Three year summary Lake Geneva

Notebook 2

Purpose: Present an analysis method for survey results from beach litter inventories on Lake Geneva.

Background: This is in the context of the global movement to reduce plastic debris in the maritime environment. Riverine inputs are major contributors of plastic debris (and all types of refuse) to the oceans. This is an analysis of the data collected on the shores of Lake Geneva over a three year period. The maritime protocol was modified in very specific ways to adjust for the local geography and population density.

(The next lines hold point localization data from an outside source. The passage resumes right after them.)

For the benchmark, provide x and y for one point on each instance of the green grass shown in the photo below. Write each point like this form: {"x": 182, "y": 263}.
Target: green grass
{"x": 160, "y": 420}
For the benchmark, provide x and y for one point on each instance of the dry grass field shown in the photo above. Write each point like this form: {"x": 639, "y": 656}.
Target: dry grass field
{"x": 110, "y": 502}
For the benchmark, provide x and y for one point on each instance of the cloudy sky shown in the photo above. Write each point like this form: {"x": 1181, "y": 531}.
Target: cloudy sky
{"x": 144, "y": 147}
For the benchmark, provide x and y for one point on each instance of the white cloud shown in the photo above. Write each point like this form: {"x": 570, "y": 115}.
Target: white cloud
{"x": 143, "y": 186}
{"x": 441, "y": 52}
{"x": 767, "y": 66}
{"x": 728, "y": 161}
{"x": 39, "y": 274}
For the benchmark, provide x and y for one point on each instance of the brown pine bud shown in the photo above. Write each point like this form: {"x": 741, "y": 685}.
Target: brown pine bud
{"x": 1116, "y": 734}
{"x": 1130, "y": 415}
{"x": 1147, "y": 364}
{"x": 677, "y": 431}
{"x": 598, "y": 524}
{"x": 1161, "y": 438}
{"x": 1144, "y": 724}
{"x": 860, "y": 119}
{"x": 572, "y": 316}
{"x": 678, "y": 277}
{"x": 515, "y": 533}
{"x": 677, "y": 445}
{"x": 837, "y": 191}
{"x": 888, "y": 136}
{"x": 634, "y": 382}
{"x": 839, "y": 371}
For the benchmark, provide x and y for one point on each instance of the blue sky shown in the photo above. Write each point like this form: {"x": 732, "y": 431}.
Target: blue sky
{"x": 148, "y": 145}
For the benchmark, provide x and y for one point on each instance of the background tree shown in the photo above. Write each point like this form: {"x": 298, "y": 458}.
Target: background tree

Research question: Is this a representative sample ?

from notebook one we can assume the following:
  1. The data was collected at different locations
  2. The data was collected by different groups of people
  3. For each year there is one group that collected 50% or more of the samples

If sampling all the trash is not possibile, what if we sample as much as possible and see what that looks like? The following questions could be answered:

  1. What does the distribution of survey results look like?
  2. Do different groups of people produce different survey results?
  3. How different are the survey results from one location to another?
  4. What are the most abundant objects?
  5. How different are the survey results year over year?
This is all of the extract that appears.